Thursday, July 16, 2026

How Nations Flourish – Post 4 (Education)

"How are we forming young minds?"


The Abolition of Man by C.S. Lewis

I picked up an old copy of C.S. Lewis' The Abolition of Man and re-read major sections of it. It is one of those rare books that seems to reveal something new each time you return to it.

Interestingly, my first reading missed what I now believe is Lewis' central argument.

When I first encountered his famous phrase, "Men Without Chests," I assumed he was lamenting a generation that lacked courage, grit, or conviction. That certainly describes many of the challenges facing modern culture. But after reading the book again, I think Lewis is asking a much deeper question.

He is not primarily asking why people lack courage but why anyone would admire courage in the first place?

Lewis begins by criticizing an English textbook that teaches students to reduce statements like "That is beautiful," or "That was a noble act," into nothing more than expressions of personal feeling.
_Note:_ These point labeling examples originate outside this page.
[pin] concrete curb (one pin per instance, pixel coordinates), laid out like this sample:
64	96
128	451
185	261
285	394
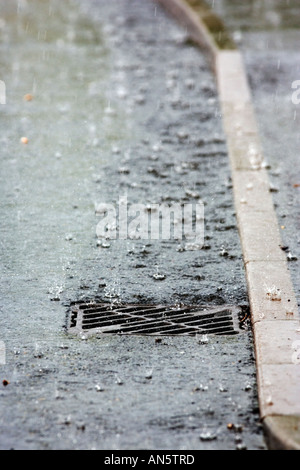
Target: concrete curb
274	309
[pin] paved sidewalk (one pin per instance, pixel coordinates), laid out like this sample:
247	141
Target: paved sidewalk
122	103
274	308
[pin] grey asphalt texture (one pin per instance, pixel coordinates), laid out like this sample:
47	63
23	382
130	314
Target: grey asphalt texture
122	104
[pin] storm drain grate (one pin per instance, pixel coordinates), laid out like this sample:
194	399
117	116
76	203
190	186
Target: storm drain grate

What appears to be a lesson in grammar quietly becomes a lesson in philosophy. If beauty is merely my preference, and courage merely my opinion, then eventually goodness itself becomes subjective.

Lewis saw something many of us still struggle to recognize - Education is never merely the transfer of information - It is always the formation of people.

Every school, every family, every church, and every culture is teaching the next generation what deserves admiration, loyalty, sacrifice, and love. The only question is whether those values are treated as objective realities to be discovered or personal preferences to be invented.

This is such a crucial question in what makes a nation flourish!

My initial instinct is to always answer with words like resilience, discipline, courage, and grit. Those qualities certainly matter. But Lewis presses us one level deeper.

Where do those virtues come from?

If a civilization teaches that honor is merely sentiment, truth merely perspective, and justice merely social convention, should it be surprised when fewer people are willing to sacrifice for truth, honor, or justice?

Why are we shocked about the loss of character while quietly dismantling the foundation upon which character is built?

Lewis calls that foundation the Tao. Because that word carries different associations today, I find it more helpful to think of it as the inherited moral order—the objective realities of truth, goodness, beauty, justice, honesty, courage, gratitude, and self-sacrifice that civilizations have recognized across history.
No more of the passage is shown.